El goleador celtiña Iago Aspas abrió el marcador al rematar un mal rechace de Marcelo en el área (64), pero poco después el propio Marcelo hacía la igualada con una volea (69).
La alegría les duró poco a los aficionados blancos, que todavía no habían acabado de festejar la igualada cuando Jonny se plantó prácticamente solo ante Kiko Casilla para hacer el 2-1 (70).
Los merengues encajaron así su segunda derrota consecutiva, después que el domingo el Sevilla pusiera fin a una racha de 40 partidos consecutivos sin perder, y la primera en su estadio desde hace casi un año.
El partido se animó en la segunda parte, en la que, tras llegar con 0-0 al descanso, el Madrid dio un paso adelante, presionando más adelante y dificultando la salida de un Celta, que en ningún momento dio un paso atrás.
Los hombres de Eduardo Toto Berizzo buscaron sus oportunidades al contraataque, con la velocidad de sus delanteros.
Su mayor peligro llegó por la banda izquierda, donde el rápido Theo Bongonda y el serbio Nemanja Radoja fueron una pesadilla para Danilo.
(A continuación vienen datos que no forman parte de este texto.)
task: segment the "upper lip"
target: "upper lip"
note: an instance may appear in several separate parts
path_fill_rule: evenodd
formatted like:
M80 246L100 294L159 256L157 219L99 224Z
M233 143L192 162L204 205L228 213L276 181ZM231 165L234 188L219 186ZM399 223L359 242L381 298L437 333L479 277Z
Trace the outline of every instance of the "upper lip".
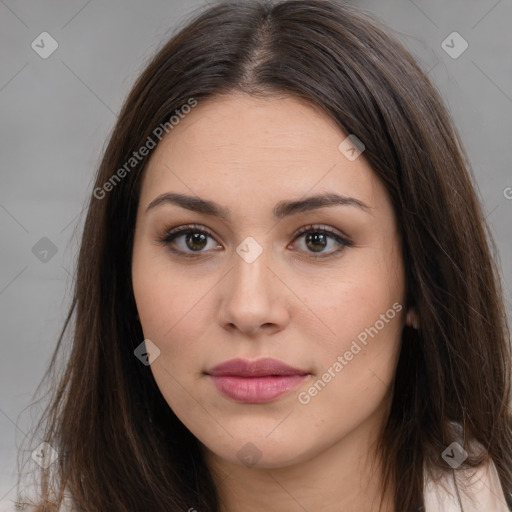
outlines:
M214 366L208 375L237 377L265 377L270 375L308 375L307 371L293 368L278 359L263 358L255 361L230 359Z

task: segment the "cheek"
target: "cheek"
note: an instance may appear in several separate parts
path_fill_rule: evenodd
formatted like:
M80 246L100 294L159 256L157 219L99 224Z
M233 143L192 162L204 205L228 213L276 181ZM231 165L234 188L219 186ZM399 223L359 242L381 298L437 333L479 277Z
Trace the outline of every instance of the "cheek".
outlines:
M311 337L318 361L318 374L343 387L361 388L367 380L388 384L393 376L402 334L403 306L397 295L381 300L340 301L326 311L334 335ZM333 377L336 376L336 378ZM340 378L339 375L343 377Z
M329 329L325 336L313 336L310 329L315 382L320 382L301 391L363 408L382 398L393 379L403 329L400 261L393 248L361 251L346 262L345 272L328 280L329 293L309 293L308 306Z
M149 243L135 243L132 263L135 302L145 336L153 336L155 340L178 321L180 313L181 316L185 313L181 311L184 308L182 278L167 267L159 251Z
M189 285L191 283L188 283ZM201 351L196 340L204 332L200 321L200 299L204 295L186 286L183 277L133 267L133 288L145 339L160 350L150 370L166 402L175 412L202 418L187 391L202 371ZM197 397L199 398L199 397ZM189 427L190 428L190 427Z
M298 390L297 400L315 428L322 418L322 428L346 433L385 403L400 350L402 311L398 301L346 311L339 315L335 342L314 348L319 371Z
M134 253L133 291L144 337L160 349L159 362L171 373L198 366L196 340L212 325L205 307L208 279L171 271L165 261ZM192 366L188 366L190 365ZM153 367L153 365L152 365Z
M347 266L345 274L332 276L326 282L330 283L327 289L324 286L320 292L319 288L306 292L308 308L327 327L322 329L326 336L319 349L323 346L329 351L349 350L351 341L359 335L364 343L369 329L375 333L376 323L379 336L400 337L404 287L397 265L361 257L357 264ZM399 306L393 307L394 303Z

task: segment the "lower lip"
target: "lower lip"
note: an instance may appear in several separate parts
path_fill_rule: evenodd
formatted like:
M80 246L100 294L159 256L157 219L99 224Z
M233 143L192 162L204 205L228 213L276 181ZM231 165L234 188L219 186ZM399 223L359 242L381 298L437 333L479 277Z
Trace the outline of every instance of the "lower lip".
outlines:
M233 400L259 404L270 402L298 386L307 375L281 375L268 377L235 377L212 375L217 389Z

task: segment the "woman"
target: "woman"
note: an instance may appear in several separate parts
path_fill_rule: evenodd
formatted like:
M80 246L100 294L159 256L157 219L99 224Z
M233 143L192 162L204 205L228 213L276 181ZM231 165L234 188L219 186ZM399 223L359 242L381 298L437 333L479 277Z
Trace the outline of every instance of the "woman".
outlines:
M510 338L466 160L357 10L200 13L97 173L36 510L512 510Z

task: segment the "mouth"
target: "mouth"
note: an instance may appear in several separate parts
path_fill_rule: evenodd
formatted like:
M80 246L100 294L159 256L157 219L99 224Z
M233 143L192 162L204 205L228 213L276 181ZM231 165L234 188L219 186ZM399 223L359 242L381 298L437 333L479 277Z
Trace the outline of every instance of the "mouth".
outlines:
M231 359L206 372L216 388L241 403L265 403L291 391L309 374L277 359Z

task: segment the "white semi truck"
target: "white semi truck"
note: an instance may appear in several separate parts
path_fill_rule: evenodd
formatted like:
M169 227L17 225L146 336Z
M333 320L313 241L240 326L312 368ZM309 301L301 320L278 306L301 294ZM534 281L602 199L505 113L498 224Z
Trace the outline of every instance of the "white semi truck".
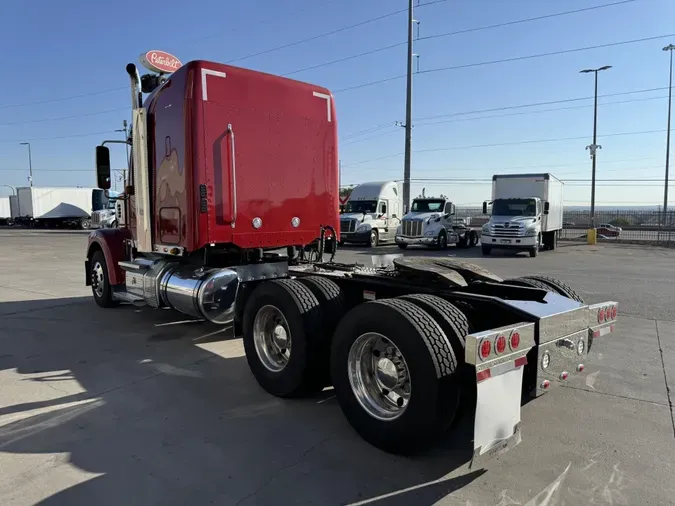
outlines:
M445 249L449 244L460 248L476 246L478 230L469 228L470 218L457 218L455 204L448 197L419 196L413 199L410 212L401 220L396 230L396 244L405 249L422 244Z
M91 228L117 228L117 199L119 195L119 192L108 191L107 199L101 202L101 209L91 212Z
M483 202L483 213L492 208L481 232L483 255L511 249L536 257L542 249L555 249L563 226L563 186L551 174L492 176L492 201Z
M340 214L340 241L375 247L394 240L401 223L403 189L396 181L361 183Z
El chileno Marcelo Díaz tuvo la mejor ocasión visitante en el primer tiempo tras una rápida contra que culminó con un disparo flojo atajado por Kiko Casilla (29). Fue prácticamente la única ocasión clara de los celtiñas antes de que en la segunda parte Aspas y Jonny acertaran en prácticamente los dos únicos tiros a puerta de su equipo en la segunda parte.